Phase 2 – Pilot-Testing Strategy & Toolkit
In Phase 2, which lasted seven months, PPL expanded the intervention to a pilot with 21 Community Schools, in order to explore their hypothesis and design questions across a variety of school contexts and deepen their understanding of the barriers to benefits enrollment. The intended outcome of Phase 2 was replicable model and an associated set of tools or materials, pilot-tested in a variety of settings.
During discovery research, the team visited 21 schools across the Bronx, Brooklyn, and Queens and talked to nearly 200 people—including community school directors, principals, guidance counselors, parent coordinators, teachers, school staff, and families.
Following fieldwork, the team analyzed the rich information from our research by identifying which needs were shared among families and staff and what best practices were already in place. They observed that school staff move through similar steps when working with families to connect them to benefits and services—staff became aware of a family’s need, worked together to determine who in the school could best serve their need, and then did the necessary research to connect that family to a service provider. With this in mind, the team created a set of concepts—materials, tools, and processes to further explore and refine with staff and families.
They invited six schools to participate in co-design sessions and a two-week field test of the initial concepts. After the field test, the team refined the concepts into stand-alone prototypes and had all 21 schools test them during a four-week pilot period.

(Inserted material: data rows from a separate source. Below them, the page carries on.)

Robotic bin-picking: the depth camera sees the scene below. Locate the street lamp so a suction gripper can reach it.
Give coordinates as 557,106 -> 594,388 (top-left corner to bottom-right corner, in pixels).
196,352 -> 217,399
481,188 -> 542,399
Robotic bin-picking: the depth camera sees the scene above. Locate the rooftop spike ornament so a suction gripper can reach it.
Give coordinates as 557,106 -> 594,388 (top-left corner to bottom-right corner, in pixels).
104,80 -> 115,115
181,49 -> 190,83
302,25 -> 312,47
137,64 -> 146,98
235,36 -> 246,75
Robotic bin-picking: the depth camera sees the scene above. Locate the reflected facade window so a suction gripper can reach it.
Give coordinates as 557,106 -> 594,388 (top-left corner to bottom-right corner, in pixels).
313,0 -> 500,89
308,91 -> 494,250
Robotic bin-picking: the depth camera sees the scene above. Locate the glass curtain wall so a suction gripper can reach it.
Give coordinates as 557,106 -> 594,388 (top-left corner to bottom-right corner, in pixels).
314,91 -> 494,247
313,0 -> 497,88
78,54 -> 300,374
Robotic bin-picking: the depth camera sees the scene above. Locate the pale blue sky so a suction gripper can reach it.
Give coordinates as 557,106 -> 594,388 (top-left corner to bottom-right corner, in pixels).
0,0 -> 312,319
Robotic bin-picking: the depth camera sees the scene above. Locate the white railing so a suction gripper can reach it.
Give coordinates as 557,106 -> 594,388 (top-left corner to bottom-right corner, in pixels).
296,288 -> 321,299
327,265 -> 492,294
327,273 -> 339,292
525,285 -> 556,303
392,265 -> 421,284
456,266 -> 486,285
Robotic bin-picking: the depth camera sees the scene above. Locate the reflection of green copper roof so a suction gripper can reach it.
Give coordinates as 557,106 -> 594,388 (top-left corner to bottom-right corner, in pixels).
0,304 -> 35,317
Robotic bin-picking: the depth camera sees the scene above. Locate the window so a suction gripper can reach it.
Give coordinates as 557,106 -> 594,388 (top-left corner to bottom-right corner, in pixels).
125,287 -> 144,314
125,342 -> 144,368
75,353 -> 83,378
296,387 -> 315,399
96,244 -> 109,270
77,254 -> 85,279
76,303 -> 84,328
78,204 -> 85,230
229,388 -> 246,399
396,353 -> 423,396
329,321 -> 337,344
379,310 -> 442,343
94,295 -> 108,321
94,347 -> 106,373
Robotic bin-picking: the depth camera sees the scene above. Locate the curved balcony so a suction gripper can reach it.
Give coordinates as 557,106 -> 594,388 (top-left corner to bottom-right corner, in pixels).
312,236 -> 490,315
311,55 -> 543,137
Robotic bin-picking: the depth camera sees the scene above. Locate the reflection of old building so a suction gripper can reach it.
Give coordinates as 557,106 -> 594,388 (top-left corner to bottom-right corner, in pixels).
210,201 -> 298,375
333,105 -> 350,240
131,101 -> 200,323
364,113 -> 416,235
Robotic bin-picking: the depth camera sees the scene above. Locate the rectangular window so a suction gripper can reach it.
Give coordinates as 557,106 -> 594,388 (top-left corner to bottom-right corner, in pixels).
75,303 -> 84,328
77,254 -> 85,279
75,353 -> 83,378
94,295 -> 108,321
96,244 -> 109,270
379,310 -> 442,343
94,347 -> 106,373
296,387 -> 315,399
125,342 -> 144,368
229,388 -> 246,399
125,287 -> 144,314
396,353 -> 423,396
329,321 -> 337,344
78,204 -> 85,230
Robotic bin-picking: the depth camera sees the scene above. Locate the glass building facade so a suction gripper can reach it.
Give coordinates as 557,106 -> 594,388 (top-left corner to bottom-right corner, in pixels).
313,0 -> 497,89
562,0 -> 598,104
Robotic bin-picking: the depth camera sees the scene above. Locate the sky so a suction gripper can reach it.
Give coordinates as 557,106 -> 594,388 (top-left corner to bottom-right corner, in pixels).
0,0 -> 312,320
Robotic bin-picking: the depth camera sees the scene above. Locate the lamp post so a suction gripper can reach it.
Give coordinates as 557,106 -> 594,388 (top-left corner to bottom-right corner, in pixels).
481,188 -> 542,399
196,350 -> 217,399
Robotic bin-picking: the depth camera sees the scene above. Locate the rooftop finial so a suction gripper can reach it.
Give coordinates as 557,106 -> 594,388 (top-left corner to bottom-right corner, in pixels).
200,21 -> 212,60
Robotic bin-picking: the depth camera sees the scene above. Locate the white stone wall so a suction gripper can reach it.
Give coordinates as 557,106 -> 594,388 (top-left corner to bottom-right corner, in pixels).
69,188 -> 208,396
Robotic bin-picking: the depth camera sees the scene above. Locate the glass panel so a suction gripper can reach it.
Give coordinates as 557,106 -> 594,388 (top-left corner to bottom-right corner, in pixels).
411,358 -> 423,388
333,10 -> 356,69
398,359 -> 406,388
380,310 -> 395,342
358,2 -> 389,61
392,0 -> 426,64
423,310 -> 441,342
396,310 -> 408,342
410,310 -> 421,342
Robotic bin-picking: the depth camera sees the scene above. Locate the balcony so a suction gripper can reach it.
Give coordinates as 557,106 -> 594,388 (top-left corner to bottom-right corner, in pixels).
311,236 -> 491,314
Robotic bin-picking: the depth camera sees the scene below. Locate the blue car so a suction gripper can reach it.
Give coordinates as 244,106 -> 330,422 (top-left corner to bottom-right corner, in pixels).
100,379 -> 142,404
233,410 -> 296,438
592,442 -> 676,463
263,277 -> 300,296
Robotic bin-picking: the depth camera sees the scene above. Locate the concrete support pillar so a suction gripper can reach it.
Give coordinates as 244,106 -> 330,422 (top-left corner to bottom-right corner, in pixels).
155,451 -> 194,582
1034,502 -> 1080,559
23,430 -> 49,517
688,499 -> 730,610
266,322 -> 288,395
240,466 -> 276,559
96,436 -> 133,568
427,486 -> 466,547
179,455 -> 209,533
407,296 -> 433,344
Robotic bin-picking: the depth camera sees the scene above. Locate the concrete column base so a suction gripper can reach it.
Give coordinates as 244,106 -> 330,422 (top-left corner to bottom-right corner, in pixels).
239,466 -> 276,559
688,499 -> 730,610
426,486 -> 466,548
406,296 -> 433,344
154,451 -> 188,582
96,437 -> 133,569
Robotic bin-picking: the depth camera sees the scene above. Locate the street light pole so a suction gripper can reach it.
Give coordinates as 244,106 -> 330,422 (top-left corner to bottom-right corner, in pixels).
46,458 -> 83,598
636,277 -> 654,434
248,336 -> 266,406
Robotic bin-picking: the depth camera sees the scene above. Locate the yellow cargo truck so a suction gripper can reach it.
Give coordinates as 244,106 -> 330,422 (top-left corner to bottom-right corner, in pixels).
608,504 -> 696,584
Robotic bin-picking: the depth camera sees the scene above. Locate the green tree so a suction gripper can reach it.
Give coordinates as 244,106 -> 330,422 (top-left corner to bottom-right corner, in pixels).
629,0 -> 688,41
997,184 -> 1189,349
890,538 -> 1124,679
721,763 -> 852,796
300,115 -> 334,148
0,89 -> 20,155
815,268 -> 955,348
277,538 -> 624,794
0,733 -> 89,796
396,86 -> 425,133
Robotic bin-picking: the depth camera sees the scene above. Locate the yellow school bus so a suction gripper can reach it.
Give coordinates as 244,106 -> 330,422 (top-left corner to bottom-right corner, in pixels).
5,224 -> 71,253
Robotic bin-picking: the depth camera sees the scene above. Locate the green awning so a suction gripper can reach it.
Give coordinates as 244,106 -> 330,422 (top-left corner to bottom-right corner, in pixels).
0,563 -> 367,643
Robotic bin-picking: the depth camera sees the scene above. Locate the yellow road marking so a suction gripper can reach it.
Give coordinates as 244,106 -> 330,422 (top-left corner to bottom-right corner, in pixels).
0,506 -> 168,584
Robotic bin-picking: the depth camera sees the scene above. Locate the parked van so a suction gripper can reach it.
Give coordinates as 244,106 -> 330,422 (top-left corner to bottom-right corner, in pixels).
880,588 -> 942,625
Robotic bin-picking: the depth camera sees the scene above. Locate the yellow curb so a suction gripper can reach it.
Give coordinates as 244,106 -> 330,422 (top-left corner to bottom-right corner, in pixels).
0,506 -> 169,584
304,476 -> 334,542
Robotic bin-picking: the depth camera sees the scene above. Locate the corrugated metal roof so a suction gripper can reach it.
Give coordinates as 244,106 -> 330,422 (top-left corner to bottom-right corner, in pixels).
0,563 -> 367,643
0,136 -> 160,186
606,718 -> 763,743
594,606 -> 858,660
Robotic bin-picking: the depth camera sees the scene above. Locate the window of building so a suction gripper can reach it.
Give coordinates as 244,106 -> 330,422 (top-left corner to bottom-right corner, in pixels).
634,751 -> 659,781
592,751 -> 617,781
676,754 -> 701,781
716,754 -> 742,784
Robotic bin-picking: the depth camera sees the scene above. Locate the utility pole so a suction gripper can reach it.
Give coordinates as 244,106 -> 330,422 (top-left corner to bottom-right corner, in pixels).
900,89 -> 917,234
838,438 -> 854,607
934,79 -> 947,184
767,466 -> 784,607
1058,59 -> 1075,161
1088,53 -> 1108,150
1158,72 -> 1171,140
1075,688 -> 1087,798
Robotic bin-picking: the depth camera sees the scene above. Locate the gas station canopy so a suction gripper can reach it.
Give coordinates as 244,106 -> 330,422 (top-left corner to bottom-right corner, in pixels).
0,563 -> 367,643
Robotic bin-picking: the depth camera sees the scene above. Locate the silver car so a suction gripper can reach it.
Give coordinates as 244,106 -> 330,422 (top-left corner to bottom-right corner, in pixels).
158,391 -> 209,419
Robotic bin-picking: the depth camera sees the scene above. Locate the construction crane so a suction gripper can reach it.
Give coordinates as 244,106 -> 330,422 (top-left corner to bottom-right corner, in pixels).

During this period, the team also attended six schools’ Community School Forums and conducted a total of 70 surveys and interviews with families. In these interactions, the team asked families which benefits and services they would like to access, whether they’d approached their school for benefits help, and what kind of support they would prefer. Families were most interested in housing, employment, and health benefits, and said they’d most appreciate help with referrals to organizations, figuring out their eligibility, and coaching on benefits applications. However, most had never reached out to school staff about benefits, either because they were not aware they could or because they didn’t feel comfortable asking for assistance.
After gathering feedback from participating pilot schools, PPL refined the tools once more and designed a final Benefits Access Strategy & Toolkit, which includes both a strategy that empowers staff to prepare, reach out, and connect families to benefits, and also a set of tools that staff can adapt for their school community context and team capacity.
The strategy is a three-phase approach that involves:
- preparing for and planning activities with a team,
- reaching out to families about benefits, and
- connecting families to benefits and following up with them about their experience.
The toolkit includes ten flexible tools designed to support school staff as they go through the three phases above. Both the strategy and toolkit amplify what schools are already doing to help families and build on the following principles:
- Understand Your School Community
- Integrate the Tools into Existing Workflows
- Distribute the Work
- Continue Building Trust with Families
Using the tools and approaches under the three phases, school staff can take a variety of paths to connect families with benefits, which range from simply providing families with information about benefits to having guided one-on-one meetings.
The long-term goal of Benefits Access is to increase 1) staff referrals to benefits and services and 2) family enrollment in those benefits and services. School staff can track these key metrics using tracking tools in the toolkit, including an Evaluation Worksheet that guides them through reviewing these metrics and making improvements to their strategy after each year.